Características niños superdotados

Ante todo debemos tener en cuenta que, como cualquier grupo de personas incluido dentro de un grupo, los sujetos con AACC representan un grupo heterogéneo, por lo que las características que se detallan a continuación deben entenderse como factores que interactúan entre sí y con el medio cultural y social, dando por consiguiente mayor o menos desarrollo según sean unas u otras.

Algunas de las primeras apreciaciones que podemos hacer en bebés son: su alto nivel de demanda, la facilidad con la que se sobrestimulan, su alto nivel de coordinación psicomotriz, el hecho de que levanten la cabeza antes del mes, la vocalización de dos sonidos diferentes al mes y medio, o el hecho de que puedan decir las primeras palabras alrededor de los 5 meses.

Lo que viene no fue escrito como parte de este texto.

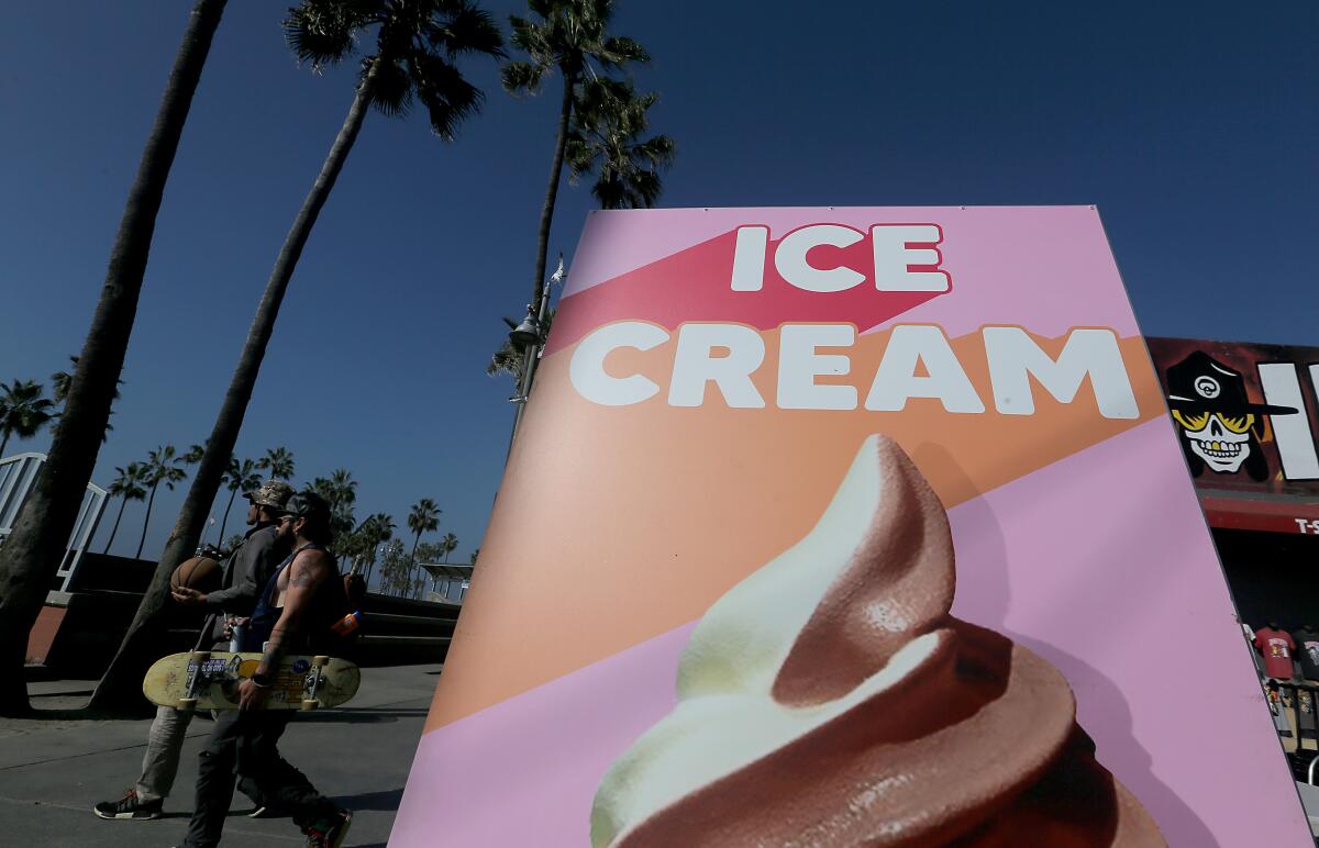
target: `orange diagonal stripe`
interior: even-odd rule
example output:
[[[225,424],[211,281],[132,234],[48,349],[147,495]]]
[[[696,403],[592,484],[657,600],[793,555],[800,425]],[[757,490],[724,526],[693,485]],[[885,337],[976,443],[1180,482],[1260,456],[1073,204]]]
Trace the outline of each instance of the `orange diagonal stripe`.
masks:
[[[598,406],[568,382],[575,347],[543,360],[427,731],[700,617],[814,526],[872,433],[896,438],[952,508],[1165,411],[1145,344],[1130,338],[1120,347],[1140,419],[1099,415],[1088,380],[1071,404],[1035,385],[1035,414],[1001,415],[980,334],[952,347],[984,414],[925,398],[901,413],[780,410],[777,332],[762,334],[756,372],[765,409],[728,409],[714,386],[698,409],[663,393]],[[859,338],[852,373],[836,381],[864,398],[886,340]],[[1037,343],[1057,357],[1063,339]],[[671,357],[673,342],[617,351],[608,368],[666,386]]]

Algunas conductas que podremos observar  más tarde son, según las orientaciones editadas por el Gobierno vasco:

  • Gran curiosidad y ganas de aprender: son personas que demuestran un grado de actividad, energía y concentración más alta de lo común. En ocasiones los padres manifiestan que duermen pocas horas.
  • Razonamiento complejo: son capaces de hacer conexiones entre distintos hechos y situaciones.
  • Maduración precoz y/o disincronía entre diferentes áreas del desarrollo: son capaces de sentir cosas que, debido a su inmadurez, no pueden entender o explicar. También se crean disincronías entre el lenguaje y la capacidad de entendimiento/razonamiento.
  • Gran memoria a largo plazo.
  • Capacidad de pensamiento simbólico y abstracto.
  • Preocupación prematura por problemas sociales: injusticias, guerras, etc.
  • Motivación intrínseca: gran fuerza de voluntad e independencia de pensamiento.
  • Gran capacidad crítica con las normas y necesidad de conocer las razones.
  • Creatividad e imaginación rica en detalles: Autores como Cerdá (2002), sostienen que la creatividad es una de las características que definen a las personas con AACC. Es por eso que prefieren plasmar sus aprendizajes de una manera personal u original, disfrutan aportando soluciones, resolviendo problemas de manera creativa, utilizando la fantasía o el sentido del humor.
  • Flexibilidad y fluidez, pensamiento divergente: Suelen ver más allá de lo que es aparente y tienen gran capacidad para anticipar consecuencias.
  • Hipersensibilidad: Según las investigaciones de autores como la psicóloga americana Leta Hollingworth, el 90% de las personas con altas capacidades demuestran una sensibilidad muy elevada. El psicólogo Kazimierz Dabrowski, aseguraba que “tienen una capacidad de emocionarse profunda”. En un artículo publicado por la Fundación Javier Berché, se habla de “una experiencia interior rica, compleja y turbulenta. Idealismo, desconfianza, alta percepción, sensibilidad insoportable, imperativos morales, necesidades desesperadas de comprender… todo incidiendo simultáneamente”.

Intervenciones educativas

Las diferentes maneras de atender a las necesidades del alumnado con AACC se pueden englobar en tres grupos, según Sánchez Manzano:

El agrupamiento: Es decir, agrupar a este tipo de alumnos, bien sea en escuelas especializadas en AACC, o bien en clases especiales dentro de la escuela ordinaria. No obstante, hay una gran cantidad de autores y expertos que no consideran que esta sea la mejor vía (especialmente durante los primeros años), pues consideran que debe prevalecer la importancia por la integración de estos niños y niñas con alumnado de todo tipo de capacidades.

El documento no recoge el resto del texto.